Hidden Markov Dirichlet Process: Modeling Genetic Recombination in Open Ancestral Space

Part of Advances in Neural Information Processing Systems 19 (NIPS 2006)

Bibtex Metadata Paper


Kyung-ah Sohn, Eric Xing


We present a new statistical framework called hidden Markov Dirichlet process (HMDP) to jointly model the genetic recombinations among possibly infinite number of founders and the coalescence-with-mutation events in the resulting genealogies. The HMDP posits that a haplotype of genetic markers is generated by a sequence of recombination events that select an ancestor for each locus from an unbounded set of founders according to a 1st-order Markov transition process.
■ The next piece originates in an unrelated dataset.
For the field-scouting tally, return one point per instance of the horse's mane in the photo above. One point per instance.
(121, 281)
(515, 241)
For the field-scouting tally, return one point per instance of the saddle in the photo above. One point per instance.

Conjoining this process with a mutation model, our method accommodates both between-lineage recombination and within-lineage sequence variations, and leads to a compact and natural interpretation of the population structure and inheritance process underlying haplotype data. We have developed an efficient sampling algo rithm for HMDP based on a two-level nested Polya urn scheme. On both simulated and real SNP haplotype data, our method performs competitively or significantly better than extant methods in uncovering the recombination hotspots along chromosomal loci; and in addition it also infers the ancestral genetic patterns and offers a highly accurate map of ancestral compositions of modern populations.